MAP adaptation of stochastic grammars

  • Authors:
  • Michiel Bacchiani;Michael Riley;Brian Roark;Richard Sproat

  • Affiliations:
  • IBM TJ Watson Research Center, Rm. 24-124, 1101 Kitchawan Rd, Rt134, Yorktown Height, NY 10598, USA;Google Inc., 1440 Broadway, New York, NY 10018, USA;Center for Spoken Language Understanding, Department of CS&EE, OGI School of Science & Engineering at Oregon Health & Science University, 20000 NW Walker Road, Beaverton, OR 97006, USA;Departments of Linguistics and ECE, University of Illinois at Urbana-Champaign, Foreign Languages Building 4103, 707 South Mathews Avenue, MC-168 Urbana, IL 61801, USA

  • Venue:
  • Computer Speech and Language
  • Year:
  • 2006

Quantified Score

Hi-index 0.00

Visualization

Abstract

This paper investigates supervised and unsupervised adaptation of stochastic grammars, including n-gram language models and probabilistic context-free grammars (PCFGs), to a new domain.
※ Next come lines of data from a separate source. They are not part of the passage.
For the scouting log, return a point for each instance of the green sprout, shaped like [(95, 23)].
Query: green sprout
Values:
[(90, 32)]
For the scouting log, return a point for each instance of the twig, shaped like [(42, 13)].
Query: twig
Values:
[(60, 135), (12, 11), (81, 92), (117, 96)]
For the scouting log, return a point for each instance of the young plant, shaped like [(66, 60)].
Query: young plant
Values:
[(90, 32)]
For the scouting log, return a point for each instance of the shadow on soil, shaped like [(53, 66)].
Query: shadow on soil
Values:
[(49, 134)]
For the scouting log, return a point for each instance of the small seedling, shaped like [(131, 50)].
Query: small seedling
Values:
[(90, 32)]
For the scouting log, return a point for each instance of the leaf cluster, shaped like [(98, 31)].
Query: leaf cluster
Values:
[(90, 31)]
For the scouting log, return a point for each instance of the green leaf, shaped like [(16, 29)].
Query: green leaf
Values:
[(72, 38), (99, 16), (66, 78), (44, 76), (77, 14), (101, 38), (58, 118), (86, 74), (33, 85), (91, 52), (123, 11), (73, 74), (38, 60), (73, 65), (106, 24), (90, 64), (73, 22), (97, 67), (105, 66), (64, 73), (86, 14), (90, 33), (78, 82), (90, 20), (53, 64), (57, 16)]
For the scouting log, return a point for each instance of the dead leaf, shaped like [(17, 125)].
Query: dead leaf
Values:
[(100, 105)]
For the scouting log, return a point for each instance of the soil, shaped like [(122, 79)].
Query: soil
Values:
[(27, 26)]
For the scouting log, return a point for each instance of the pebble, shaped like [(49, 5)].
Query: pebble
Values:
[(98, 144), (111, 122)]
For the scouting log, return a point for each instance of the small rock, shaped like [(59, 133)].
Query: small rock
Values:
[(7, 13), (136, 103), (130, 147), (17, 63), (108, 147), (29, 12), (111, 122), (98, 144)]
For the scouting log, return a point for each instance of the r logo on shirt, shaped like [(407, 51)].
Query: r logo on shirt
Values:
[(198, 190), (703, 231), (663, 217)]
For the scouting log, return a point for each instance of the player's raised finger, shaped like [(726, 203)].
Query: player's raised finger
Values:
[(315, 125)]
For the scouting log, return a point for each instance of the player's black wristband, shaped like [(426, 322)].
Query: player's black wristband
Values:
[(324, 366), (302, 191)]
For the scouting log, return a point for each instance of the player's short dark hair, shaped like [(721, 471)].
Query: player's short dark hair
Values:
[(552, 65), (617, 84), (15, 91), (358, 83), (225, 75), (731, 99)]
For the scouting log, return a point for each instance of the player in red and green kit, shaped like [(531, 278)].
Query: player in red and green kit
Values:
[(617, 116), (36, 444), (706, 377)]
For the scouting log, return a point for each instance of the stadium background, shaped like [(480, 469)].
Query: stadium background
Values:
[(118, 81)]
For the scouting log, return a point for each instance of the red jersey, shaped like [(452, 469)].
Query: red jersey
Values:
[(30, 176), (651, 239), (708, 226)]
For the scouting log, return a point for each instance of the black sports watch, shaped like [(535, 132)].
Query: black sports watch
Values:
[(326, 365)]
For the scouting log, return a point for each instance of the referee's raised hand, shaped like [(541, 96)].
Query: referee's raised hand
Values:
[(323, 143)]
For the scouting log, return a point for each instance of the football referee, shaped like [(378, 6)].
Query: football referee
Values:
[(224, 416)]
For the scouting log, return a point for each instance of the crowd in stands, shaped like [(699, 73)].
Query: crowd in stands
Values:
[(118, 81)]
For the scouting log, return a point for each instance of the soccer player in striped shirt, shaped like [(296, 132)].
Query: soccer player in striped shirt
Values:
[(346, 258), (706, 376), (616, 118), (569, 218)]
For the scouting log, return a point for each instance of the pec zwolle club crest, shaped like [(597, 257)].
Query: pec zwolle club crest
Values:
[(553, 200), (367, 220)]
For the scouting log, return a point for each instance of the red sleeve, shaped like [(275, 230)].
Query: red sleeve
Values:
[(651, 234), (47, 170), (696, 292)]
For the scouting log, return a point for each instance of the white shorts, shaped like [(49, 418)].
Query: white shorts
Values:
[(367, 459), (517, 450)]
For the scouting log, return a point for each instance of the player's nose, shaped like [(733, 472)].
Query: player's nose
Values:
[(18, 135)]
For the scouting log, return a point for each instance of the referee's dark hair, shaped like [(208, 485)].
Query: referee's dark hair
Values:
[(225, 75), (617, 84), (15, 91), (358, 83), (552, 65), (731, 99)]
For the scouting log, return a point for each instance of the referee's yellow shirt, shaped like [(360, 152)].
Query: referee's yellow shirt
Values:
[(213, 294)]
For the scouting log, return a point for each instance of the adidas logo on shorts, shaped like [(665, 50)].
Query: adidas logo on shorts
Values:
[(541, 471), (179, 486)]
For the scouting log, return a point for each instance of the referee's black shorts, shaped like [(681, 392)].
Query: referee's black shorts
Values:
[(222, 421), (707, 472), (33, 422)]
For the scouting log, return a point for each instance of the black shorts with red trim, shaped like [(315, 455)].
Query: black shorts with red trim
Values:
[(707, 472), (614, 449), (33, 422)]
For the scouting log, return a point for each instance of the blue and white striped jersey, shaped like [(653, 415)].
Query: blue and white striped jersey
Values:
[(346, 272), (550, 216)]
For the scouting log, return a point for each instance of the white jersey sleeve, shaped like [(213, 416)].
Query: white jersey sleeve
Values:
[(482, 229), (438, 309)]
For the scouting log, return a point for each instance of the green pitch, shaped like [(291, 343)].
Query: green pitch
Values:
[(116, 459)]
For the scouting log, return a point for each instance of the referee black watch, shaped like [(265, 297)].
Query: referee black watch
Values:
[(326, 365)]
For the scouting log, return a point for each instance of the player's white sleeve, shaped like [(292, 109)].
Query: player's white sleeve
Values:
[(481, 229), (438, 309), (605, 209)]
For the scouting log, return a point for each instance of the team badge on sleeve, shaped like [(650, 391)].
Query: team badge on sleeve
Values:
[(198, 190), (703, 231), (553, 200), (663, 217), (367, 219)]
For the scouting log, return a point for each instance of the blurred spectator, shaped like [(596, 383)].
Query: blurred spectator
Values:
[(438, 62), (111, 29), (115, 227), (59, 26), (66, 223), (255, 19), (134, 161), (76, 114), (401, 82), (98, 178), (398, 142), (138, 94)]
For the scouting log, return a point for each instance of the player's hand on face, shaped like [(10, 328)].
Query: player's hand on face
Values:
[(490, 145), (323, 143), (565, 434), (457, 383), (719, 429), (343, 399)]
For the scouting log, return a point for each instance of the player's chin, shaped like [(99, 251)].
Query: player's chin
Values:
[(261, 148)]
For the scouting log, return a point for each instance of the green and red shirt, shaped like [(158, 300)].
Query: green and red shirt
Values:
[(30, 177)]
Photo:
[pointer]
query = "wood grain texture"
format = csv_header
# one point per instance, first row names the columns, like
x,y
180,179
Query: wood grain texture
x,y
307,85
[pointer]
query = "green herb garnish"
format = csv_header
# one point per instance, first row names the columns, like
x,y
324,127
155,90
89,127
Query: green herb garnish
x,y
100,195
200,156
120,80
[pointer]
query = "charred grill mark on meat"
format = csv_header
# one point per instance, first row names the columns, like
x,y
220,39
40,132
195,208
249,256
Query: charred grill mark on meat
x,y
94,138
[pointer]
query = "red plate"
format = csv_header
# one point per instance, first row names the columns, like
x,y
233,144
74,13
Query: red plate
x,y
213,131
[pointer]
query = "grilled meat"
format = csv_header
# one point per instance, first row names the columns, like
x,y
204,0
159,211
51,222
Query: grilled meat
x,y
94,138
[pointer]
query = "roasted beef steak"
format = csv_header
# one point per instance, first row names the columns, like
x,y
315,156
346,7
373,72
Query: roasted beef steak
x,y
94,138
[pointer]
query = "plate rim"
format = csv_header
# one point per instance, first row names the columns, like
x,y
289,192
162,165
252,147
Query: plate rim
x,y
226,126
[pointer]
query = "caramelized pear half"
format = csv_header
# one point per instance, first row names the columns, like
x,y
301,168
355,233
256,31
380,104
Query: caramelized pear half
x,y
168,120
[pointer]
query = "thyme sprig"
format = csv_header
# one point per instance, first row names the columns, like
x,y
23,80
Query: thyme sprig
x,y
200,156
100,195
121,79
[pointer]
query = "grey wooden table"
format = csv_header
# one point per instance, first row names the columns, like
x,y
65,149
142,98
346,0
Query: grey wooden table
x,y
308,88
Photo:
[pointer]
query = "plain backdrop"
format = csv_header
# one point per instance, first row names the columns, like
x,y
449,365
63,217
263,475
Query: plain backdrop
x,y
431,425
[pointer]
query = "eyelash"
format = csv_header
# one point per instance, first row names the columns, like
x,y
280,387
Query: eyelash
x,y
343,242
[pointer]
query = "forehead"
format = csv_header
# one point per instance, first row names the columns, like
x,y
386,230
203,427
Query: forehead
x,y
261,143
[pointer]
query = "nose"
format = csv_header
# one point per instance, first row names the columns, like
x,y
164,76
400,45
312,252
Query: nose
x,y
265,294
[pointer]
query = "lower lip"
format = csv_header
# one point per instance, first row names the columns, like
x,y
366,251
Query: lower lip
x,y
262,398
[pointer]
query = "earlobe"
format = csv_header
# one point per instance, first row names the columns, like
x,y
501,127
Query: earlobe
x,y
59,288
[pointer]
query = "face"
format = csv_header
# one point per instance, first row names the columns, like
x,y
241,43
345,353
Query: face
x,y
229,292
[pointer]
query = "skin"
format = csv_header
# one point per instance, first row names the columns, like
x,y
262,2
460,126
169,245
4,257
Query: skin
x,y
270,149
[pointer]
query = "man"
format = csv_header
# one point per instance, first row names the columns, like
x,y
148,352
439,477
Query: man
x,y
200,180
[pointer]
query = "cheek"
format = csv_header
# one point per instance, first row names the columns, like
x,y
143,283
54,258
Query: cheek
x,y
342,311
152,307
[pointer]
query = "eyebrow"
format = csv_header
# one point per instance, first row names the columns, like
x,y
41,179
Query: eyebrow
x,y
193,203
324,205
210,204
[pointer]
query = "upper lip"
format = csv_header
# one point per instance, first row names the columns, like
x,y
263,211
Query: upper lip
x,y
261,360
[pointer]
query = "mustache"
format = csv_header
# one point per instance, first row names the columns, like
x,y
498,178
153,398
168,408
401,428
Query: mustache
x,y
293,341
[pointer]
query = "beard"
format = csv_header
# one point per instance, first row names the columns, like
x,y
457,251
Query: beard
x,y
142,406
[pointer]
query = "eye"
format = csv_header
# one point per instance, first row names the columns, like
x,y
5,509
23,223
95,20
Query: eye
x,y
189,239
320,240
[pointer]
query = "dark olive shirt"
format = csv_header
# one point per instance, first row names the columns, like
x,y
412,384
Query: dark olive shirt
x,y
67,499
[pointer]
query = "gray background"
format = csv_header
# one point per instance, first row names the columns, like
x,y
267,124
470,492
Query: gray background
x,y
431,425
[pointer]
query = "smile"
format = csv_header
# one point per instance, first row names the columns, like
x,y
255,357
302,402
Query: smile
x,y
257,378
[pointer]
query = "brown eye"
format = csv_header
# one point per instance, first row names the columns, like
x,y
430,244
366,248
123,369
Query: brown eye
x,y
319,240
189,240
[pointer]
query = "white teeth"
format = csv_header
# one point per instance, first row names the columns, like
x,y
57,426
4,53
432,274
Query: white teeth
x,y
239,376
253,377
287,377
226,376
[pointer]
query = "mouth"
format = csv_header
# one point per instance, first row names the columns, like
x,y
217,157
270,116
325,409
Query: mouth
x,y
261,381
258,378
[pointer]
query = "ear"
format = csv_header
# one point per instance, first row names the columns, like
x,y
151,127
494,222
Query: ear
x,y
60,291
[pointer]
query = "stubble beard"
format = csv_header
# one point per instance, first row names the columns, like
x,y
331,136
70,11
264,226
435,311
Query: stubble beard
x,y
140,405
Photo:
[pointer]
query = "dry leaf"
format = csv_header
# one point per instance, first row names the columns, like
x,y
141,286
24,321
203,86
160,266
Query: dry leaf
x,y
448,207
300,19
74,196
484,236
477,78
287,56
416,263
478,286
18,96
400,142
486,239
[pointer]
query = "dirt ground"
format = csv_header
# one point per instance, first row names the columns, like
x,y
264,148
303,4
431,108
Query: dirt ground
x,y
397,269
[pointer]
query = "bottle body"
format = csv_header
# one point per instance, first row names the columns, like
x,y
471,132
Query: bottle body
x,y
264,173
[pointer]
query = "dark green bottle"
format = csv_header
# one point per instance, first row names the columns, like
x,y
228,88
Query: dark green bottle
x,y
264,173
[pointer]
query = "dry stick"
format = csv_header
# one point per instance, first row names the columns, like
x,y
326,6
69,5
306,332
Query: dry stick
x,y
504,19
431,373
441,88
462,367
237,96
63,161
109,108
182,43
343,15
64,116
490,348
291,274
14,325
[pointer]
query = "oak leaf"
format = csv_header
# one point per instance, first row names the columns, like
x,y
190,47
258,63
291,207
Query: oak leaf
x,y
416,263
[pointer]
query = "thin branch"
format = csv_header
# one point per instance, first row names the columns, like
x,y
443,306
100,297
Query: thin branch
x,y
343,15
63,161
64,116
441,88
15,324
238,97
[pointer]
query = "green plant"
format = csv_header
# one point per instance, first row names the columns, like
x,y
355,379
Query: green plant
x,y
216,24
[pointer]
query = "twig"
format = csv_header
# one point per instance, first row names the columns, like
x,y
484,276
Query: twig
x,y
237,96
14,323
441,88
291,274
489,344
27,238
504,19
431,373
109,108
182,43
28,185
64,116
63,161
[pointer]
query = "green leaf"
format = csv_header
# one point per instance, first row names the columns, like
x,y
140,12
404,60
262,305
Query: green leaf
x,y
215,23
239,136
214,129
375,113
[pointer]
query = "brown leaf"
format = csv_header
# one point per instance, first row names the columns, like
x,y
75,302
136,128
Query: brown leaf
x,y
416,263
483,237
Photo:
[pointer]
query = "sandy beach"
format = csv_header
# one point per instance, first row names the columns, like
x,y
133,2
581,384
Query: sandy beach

It is shown that the commonly used approaches of count merging and model interpolation are special cases of a more general maximum a posteriori (MAP) framework, which additionally allows for alternate adaptation approaches. This paper investigates the effectiveness of different adaptation strategies, and, in particular, focuses on the need for supervision in the adaptation process. We show that n-gram models as well as PCFGs benefit from either supervised or unsupervised MAP adaptation in various tasks. For n-gram models, we compare the benefit from supervised adaptation with that of unsupervised adaptation on a speech recognition task with an adaptation sample of limited size (about 17h), and show that unsupervised adaptation can obtain 51% of the 7.7% adaptation gain obtained by supervised adaptation. We also investigate the benefit of using multiple word hypotheses (in the form of a word lattice) for unsupervised adaptation on a speech recognition task for which there was a much larger adaptation sample available. The use of word lattices for adaptation required the derivation of a generalization of the well-known Good-Turing estimate. Using this generalization, we derive a method that uses Monte Carlo sampling for building Katz backoff models. The adaptation results show that, for adaptation samples of limited size (several tens of hours), unsupervised adaptation on lattices gives a performance gain over using transcripts. The experimental results also show that with a very large adaptation sample (1050h), the benefit from transcript-based adaptation matches that of lattice-based adaptation. Finally, we show that PCFG domain adaptation using the MAP framework provides similar gains in F-measure accuracy on a parsing task as was seen in ASR accuracy improvements with n-gram adaptation. Experimental results show that unsupervised adaptation provides 37% of the 10.35% gain obtained by supervised adaptation.